In relation with the mechanism whereby ODN affects the reversal phase and bone formation, one should also emphasize the impressive increase in osteoclast surface induced by ODN. Several other situations of increased osteoclast surface have been reported, which include impairment of c-Src and chloride channel 7 (ClC-7) activity [40, 41]. Interestingly, all these situations have been associated with increased bone formation [41, 42]. This effect is poorly understood and has led to the proposal that osteoclastic anabolic factors might be involved [43]. One may also note that all these situations, including the ODN-induced increase in osteoclast prevalence, lead to an increase in the interface between osteoclasts and all cells surrounding the osteoclasts. Among the latter cells are not only reversal cells, as discussed above, but also (1) bone remodeling compartment canopy cells, which are osteoblast-lineage cells and likely contribute to the formation of mature bone forming osteoblasts [16, 44], and (2) endothelial cells, which appear also to be involved in bone formation during remodeling of cancellous bone [17]. The contributions of canopy and endothelial cells should be assessed in future investigations.
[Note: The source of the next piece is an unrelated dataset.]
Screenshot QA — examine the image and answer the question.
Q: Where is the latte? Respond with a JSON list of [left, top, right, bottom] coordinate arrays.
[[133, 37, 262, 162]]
It is interesting that in the present model the positive effects of ODN and ALN on bone formation result in increased trabecular thickness but not in prevention of OVX-induced loss of trabeculae, as also reported elsewhere [20]. Therefore, the observations reported here may concern surviving trabeculae, which have been found to correspond with the trabeculae submitted to strain [45]. One should thus be aware that the ODN effects reported in the present study might be conditioned by mechanical loading.

In conclusion, so far treatments of bone diseases have focused mainly on bone resorption itself or bone formation itself. However, bone diseases may not simply be due to a direct failure of resorption or formation but result from a lack of coordination between resorption and formation. Here, we propose that ODN is a bone resorption inhibitor which acts positively on the mechanism coordinating resorption with formation, through recruitment of osteoblast progenitors.